On the basis of music mood and video tempo, we construct three applications: music event detection, emotional event detection, and Original Sound Tracks (OST) visualization.

A. Music Event Detection

Music event detection is used to detect events with music. One functionality of music is building up atmospheres. Therefore, in some kinds of movies such as romance ones, viewers will pay more attention to segments with music.
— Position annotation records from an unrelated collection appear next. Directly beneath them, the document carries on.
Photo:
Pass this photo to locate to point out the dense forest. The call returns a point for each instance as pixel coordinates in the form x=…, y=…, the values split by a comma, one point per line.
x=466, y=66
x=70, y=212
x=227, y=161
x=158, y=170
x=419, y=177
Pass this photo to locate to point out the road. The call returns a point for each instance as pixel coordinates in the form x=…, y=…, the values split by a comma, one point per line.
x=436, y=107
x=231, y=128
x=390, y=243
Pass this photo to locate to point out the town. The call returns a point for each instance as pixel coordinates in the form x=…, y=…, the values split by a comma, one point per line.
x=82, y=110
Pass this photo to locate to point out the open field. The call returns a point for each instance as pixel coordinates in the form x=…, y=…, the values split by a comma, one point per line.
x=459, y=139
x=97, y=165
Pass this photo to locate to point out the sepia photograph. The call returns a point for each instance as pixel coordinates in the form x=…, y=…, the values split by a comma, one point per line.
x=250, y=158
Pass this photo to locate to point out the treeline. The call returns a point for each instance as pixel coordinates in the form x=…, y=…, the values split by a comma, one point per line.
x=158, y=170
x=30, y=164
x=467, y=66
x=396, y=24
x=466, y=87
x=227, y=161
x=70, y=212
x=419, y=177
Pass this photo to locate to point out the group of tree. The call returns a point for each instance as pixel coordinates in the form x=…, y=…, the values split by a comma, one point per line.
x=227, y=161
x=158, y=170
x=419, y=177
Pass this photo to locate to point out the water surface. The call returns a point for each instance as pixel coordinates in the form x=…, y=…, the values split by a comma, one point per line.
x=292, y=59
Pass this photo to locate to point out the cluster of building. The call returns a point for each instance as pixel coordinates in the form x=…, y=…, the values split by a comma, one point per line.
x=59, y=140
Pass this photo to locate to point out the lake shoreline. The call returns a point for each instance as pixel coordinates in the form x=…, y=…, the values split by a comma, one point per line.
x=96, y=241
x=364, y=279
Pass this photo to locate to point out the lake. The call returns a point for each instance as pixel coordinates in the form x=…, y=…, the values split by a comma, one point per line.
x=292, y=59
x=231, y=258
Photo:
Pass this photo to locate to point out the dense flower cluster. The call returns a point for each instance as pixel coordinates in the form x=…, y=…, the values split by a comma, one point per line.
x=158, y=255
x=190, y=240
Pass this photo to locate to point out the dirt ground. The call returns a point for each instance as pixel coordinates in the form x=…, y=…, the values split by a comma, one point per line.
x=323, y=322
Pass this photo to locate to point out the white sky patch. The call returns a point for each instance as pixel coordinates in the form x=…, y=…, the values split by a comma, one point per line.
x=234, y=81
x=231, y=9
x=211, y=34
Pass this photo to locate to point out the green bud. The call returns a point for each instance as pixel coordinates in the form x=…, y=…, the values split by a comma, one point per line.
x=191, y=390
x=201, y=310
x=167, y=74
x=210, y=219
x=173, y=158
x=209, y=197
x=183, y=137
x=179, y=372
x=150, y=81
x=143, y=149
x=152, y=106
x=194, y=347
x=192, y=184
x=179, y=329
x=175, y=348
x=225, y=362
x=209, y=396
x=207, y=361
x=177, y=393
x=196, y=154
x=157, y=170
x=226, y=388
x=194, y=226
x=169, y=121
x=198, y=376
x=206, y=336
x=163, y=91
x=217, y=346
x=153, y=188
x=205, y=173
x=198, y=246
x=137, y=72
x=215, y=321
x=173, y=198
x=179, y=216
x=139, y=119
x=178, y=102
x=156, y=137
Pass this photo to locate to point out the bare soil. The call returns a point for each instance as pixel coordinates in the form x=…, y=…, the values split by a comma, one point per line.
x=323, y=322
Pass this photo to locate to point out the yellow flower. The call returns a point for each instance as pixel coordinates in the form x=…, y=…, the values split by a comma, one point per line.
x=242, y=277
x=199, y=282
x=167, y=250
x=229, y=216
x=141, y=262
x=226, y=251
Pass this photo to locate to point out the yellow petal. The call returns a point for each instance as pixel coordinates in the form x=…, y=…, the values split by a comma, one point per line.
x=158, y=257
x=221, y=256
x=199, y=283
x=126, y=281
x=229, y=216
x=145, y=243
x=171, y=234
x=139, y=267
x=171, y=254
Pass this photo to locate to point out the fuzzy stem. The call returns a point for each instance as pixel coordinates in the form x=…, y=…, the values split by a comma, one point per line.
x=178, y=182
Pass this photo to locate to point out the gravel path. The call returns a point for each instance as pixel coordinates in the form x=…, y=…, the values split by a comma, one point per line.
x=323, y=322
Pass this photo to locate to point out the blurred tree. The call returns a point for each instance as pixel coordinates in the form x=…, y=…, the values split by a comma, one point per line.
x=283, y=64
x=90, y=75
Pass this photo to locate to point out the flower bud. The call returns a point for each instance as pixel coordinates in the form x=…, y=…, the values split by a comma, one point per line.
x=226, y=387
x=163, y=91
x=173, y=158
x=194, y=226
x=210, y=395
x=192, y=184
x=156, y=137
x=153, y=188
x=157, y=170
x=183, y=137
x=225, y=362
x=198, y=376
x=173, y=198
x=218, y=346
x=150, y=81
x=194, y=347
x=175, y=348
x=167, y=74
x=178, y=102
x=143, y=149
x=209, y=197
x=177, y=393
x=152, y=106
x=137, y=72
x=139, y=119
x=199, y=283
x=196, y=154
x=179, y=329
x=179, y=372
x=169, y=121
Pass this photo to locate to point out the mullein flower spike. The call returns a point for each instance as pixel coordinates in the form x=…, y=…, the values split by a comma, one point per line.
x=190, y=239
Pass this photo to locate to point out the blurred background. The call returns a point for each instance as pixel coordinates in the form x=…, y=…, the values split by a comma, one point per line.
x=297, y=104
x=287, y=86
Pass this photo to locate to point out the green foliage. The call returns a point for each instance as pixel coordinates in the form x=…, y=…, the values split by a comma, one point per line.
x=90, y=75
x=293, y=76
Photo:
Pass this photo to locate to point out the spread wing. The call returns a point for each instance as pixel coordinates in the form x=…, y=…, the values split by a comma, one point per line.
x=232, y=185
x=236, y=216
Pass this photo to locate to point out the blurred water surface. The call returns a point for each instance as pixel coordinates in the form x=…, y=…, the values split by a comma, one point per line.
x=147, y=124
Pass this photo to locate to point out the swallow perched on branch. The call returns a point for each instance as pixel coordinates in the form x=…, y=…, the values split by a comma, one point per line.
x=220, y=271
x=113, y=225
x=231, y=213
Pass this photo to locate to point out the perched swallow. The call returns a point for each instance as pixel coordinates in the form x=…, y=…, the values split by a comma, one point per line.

B. Emotional event detection

Emotional event detection provides attractive and representative events in movies. We combine tempo and music mood together to find shots which are believed to greatly affect our mood. Because music is our main concern, the emotional event detection is based on music events. There are two principles when we design the weighting functions. First, we focus on shots that their music mood and video tempo have the same trend. Both high tension music and high tempo video can make people nervous or exciting. If a shot with high tempo is accompanied with high tension music, we can consider it as a shot that make people extremely high. A shot with extremely emotion is considered as an attractive shot, which is assigned with higher priority than other shots. The second principle is the notice-ability of music. Because one of music’s functions is to build up atmosphere, it may be used to “notice” the appearance of shots. For example, if one person walked happily but accompanied with tragic music playing in the background, it may hint viewers that some disaster will happen. Music can tell us that some event with specified mood will happen. According to these two principles, we detect some attractive shots and reorganize them into emotional events. We sort these emotional events by their weighting values. Then several events with best weighting values are selected and presented to users.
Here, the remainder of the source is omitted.